1973 gründeten sich zwei neue, in ihrer Art geniale
Krach-Bands, die später zusammen über 300 Millionen
Alben verkauften: Kiss und
AC/DC.
Der deutsche Beitrag zur U-Musik des Jahres hatte
mit der multinationalen Truppe um Les Humphries ein
bisschen Internationalität bekommen. Mit „Mama Loo“
und „Kansas City“ schafften die eine Mischung aus
Gospel, Schlager und Pop bietenden Les Humphries
Singers, zu denen damals auch der spätere
mallorquinische König
Jürgen Drews gehörte, zwei
Hitparadenstürmer.
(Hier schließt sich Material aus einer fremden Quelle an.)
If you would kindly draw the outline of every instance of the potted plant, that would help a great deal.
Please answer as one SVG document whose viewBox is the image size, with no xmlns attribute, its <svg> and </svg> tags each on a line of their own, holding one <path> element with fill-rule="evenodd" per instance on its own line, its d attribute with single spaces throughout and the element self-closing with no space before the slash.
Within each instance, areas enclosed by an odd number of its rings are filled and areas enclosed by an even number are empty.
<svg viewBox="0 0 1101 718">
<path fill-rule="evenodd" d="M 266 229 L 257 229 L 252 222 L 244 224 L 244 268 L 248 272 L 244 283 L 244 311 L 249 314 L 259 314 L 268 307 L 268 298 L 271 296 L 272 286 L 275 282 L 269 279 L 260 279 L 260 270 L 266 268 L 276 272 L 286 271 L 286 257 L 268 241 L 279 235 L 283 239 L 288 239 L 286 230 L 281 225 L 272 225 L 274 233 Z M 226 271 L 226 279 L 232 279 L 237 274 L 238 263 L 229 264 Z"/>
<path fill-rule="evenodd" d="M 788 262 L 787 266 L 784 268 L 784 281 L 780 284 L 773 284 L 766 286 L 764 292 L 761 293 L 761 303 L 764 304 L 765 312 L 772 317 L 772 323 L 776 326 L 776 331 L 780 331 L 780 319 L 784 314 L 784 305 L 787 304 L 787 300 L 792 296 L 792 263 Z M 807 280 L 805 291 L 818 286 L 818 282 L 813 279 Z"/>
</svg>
Unvergesslich waren auch Bernd Clüvers „Der Junge mit der
Mundharmonika“, das von
bösen Buben in „Der Hund von Tante Monika“ veralbert
wurde, Cindy & Berts Hymne ans Wochenende „Immer
wieder sonntags“, „Bianca“ von Freddy Breck und
Heinos strammes „Blau blüht der Enzian“.
Griechisches kam damals noch gut an: Für Katja
Epstein war „Der Stern von Mykonos“ besingenswert
und Demis Roussos dachte an ein „Schönes Mädchen aus
Arcadia“ während „Die Bouzouki klang durch die
Sommernacht“ (Vicky Leandros).
Mandolinen um Mitternacht und Hossa! ohne Ende
Spanien und Lateinamerika waren natürlich auch bei
deutschen Schlagermachern, die Sommerhits
produzieren wollten, angesagt:
Peter Alexander ließ
„Mandolinen um Mitternacht“ erklingen, Rex Gildo
verausgabte sich („Hossa!“) bei der „Fiesta
Mexicana“,
Mireille Mathieu sagte „La Paloma ade“
und Michael Holm wollte „My Lady Of Spain“ in die
Arme schließen. Aber vor allem waren die
Schlagerfans 1973 mit Roberto Blanco einer Meinung:
„Ein bisschen Spaß muss sein“ und freuten sich, wenn
Loriots Zeichenhund Wum niedlich wuffte:. „Ich
wünsch´mir eine Miezekatze“.
In der DDR machten sich
Karat musikalisch Gedanken,
ob „Der blaue Planet“ noch lange hält, Pankow
verspürten „Langeweile“, City standen geigend „Am
Fenster“ und
Silly überzeugten mit ihrem kryptischen
„Bataillon d Amour“.
Neue Bands & Debüt-Alben
KC and the Sunshine Band gründen sich.